Cruz Eugénia, Melo Graça, Lacerda Rosa, Almeida Susana, Porto Graça
Clinical Hematology, Santo António General Hospital, Porto, Portugal.
Blood Cells Mol Dis. 2006 Jul-Aug;37(1):33-9. doi: 10.1016/j.bcmd.2006.04.004. Epub 2006 Jun 9.
Hereditary hemochromatosis (HH) is a clinically heterogeneous disease. Among other factors, the individual immunological profile of CD8+ T-lymphocytes has been described to influence the severity of iron overload, with low numbers being negatively correlated with the total amount of body iron stored. With the objective of testing the modifier effect of the individual CD8+ T-lymphocyte profile on the levels of iron stores with age in HH, we reviewed the clinical and immunological data from a group of well-characterized C282Y homozygous HH subjects, regularly followed-up for a period of 20 years. A total of 70 subjects were analyzed.

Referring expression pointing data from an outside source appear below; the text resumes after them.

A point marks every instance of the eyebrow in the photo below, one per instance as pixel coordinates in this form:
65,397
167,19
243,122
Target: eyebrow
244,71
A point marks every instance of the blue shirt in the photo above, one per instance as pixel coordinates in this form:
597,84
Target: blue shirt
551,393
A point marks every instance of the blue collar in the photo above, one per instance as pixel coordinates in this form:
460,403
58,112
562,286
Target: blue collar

Sixty-four were adults (> or = 18 years): 42 males (mean age 47 +/- 14; range 22-75 years) and 22 females (mean age 46 +/- 14; range 19-65 years). Six were younger than 18 years, 5 males (mean age 9 +/- 4; range 5-14 years) and 1 female (15 years). The characterization of subjects included measurements, at diagnosis, of the iron parameters, transferrin saturation (TfSat) and serum ferritin, quantification of total body iron stores (TBIS) removed by phlebotomies, presence of associated clinical manifestations, and the T-cell immunophenotype (CD4+ and CD8+ T-lymphocytes) determined by flow cytometry. In general, statistically significant lower values of TfSat (67 +/- 17% vs. 89 +/- 14%, P = 0.0006) and ferritin levels (58 +/- 9 vs. 949 +/- 233 ng/ml, P = 0.02) were found in the young subjects in comparison to adults. After the age of 18, however, no further effect of age was significantly found on the biochemical iron parameters either in males or females. A modifier effect of the individual CD8+ T-lymphocyte profile on the association between iron stores and age was demonstrated by multiple regression analysis, where a significant correlation between TBIS and age was found only in males with low (< or = 0.41 x 10(6)/ml) CD8+ T-cell numbers (R2 = 0.43, P < 0.0001). In conclusion, in the present population of C282Y homozygous subjects, the CD8+ T-lymphocyte profile could be considered a modifier of the iron overload with increasing age in males, with low numbers predicting a severe outcome.
遗传性血色素沉着症(HH)是一种临床异质性疾病。在其他因素中,已有研究表明CD8 + T淋巴细胞的个体免疫特征会影响铁过载的严重程度,其数量较少与体内储存的总铁量呈负相关。为了测试个体CD8 + T淋巴细胞特征对HH患者铁储存水平随年龄变化的修饰作用,我们回顾了一组特征明确的C282Y纯合HH患者的临床和免疫数据,这些患者定期随访了20年。共分析了70名受试者。64名是成年人(≥18岁):42名男性(平均年龄47±14岁;范围22 - 75岁)和22名女性(平均年龄46±14岁;范围19 - 65岁)。6名年龄小于18岁,5名男性(平均年龄9±4岁;范围5 - 14岁)和1名女性(15岁)。受试者的特征包括诊断时的铁参数、转铁蛋白饱和度(TfSat)和血清铁蛋白测量、通过放血去除的全身铁储存量(TBIS)定量、相关临床表现的存在以及通过流式细胞术测定的T细胞免疫表型(CD4 +和CD8 + T淋巴细胞)。总体而言,与成年人相比,年轻受试者的TfSat(67±17%对89±14%,P = 0.0006)和铁蛋白水平(58±9对949±233 ng/ml,P = 0.02)在统计学上显著较低。然而,18岁以后,无论男性还是女性,年龄对生化铁参数均未发现进一步的显著影响。多元回归分析证明了个体CD8 + T淋巴细胞特征对铁储存与年龄之间关联的修饰作用,其中仅在CD8 + T细胞数量低(≤0.41×10⁶/ml)的男性中发现TBIS与年龄之间存在显著相关性(R² = 0.43,P < 0.0001)。总之,在目前的C282Y纯合受试者群体中,CD8 + T淋巴细胞特征可被视为男性随着年龄增长铁过载的修饰因素,数量低预示着严重的结果。